Heather Graham is bendy. I know this because she wants to do yoga during the course of this interview, done to promote her new movie (The Guru, reviewed on page 49). She does it five times a week--did it earlier this very day, in fact, a few hours before we met at Aesthete in Deep Ellum for an afternoon of deep conversation and downward facing dog. Graham, best known as Rollergirl in Boogie Nights and Felicity Shagwell in Austin Powers: The Spy Who Shagged Me, has been engaging in the ancient art of twisting one's self into spiritual knots for the past six years.
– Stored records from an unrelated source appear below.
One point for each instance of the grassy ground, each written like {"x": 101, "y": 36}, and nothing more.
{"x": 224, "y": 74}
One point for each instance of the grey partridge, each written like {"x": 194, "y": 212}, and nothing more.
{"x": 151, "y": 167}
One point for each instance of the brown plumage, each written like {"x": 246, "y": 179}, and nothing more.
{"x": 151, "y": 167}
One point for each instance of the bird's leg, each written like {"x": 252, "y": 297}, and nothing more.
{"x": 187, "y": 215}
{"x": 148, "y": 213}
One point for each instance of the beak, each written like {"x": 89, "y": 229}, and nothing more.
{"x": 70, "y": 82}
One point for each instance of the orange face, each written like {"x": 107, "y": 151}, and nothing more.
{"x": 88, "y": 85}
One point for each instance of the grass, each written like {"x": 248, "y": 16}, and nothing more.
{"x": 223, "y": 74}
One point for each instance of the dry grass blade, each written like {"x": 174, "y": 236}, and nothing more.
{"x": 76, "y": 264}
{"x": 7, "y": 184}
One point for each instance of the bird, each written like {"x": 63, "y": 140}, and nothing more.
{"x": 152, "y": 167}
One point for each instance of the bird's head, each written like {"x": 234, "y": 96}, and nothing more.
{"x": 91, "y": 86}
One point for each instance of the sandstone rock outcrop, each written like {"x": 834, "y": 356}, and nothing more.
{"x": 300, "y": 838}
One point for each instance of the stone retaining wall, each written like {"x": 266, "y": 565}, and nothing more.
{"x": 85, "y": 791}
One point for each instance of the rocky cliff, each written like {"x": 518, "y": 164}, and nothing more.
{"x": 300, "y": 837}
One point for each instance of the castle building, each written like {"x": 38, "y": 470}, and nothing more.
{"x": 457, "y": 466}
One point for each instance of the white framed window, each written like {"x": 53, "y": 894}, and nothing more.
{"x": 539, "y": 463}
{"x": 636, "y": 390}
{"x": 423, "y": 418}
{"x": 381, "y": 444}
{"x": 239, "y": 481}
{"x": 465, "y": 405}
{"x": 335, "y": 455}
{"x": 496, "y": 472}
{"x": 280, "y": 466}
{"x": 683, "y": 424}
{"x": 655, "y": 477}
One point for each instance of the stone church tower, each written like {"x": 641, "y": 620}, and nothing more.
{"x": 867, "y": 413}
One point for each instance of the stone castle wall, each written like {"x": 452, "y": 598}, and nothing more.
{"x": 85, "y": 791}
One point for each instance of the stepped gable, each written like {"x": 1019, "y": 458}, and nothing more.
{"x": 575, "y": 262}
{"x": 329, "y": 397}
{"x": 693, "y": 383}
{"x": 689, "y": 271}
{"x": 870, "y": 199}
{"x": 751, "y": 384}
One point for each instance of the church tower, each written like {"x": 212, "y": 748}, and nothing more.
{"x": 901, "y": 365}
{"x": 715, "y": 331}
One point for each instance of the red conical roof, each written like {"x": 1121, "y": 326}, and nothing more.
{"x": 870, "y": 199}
This, one assumes, is how she got that kaya kalpa--which, as I understand it, means "ageless body," though it's really just my way of cleaning up my vocabulary since I let my Maxim subscription lapse.
Of course, Graham being a movie star and all--and, on occasion, such as in Bowfinger, a very good comedian--doing yoga is probably the most normal thing she can do. Not like she's studying the Talmud or affixing Cracker Jack-box Sanskrit tattoos to the backs of her hands. After 15 minutes of conversation, Graham decides it best to "do hard poses" and watch me try them--without benefit of any warm-up, as she has a plane to catch. Besides, I tell her, I am flexible 24-7. Can touch my feet without even bending over--I have arms like an ape.
"This one is sort of like a balancing pose," she says, crouching down. She bends her arms forward, then puts her knees on them--which makes her look like a Heather Graham action figure in the hands of a spastic 8-year-old. "You go like this, and then you sort of jump back like that. You bend your arms. Bend them more. Bend them a lot. More."
That sound you hear is three ligaments snapping, two tendons tearing and my cartilage in a pear tree.
"OK. So, you take your knee..." She is as patient as she is elastic. "You have to bend them a lot, because you're resting your knees on your bent arms, right, so it's kind of like a balance thing."
Good Lord, I tell her. I'm going to look like an ass. She smiles as if to say, And your point is?
"That's pretty good," she says, the reassuring guru. She then goes through several more poses, including a handstand (yeah, right), one that involves standing with your legs at a 90-degree angle (one's in the air while you hold it, whatever) and, my personal favorite, "the pigeon."
"It's not that hard, but if you stay in this position a really long time, you can start crying, because it really releases your emotional baggage," she says, as we both begin a cathartic weep (OK, just me). Then there's this one, which I can no more describe than I could how an atom is split.
"This is a really cool kind of arm-shoulder one," she begins. "You go one arm up, one arm behind, you grab. See, you're really flexible. And then you lean over. Doesn't that feel good?"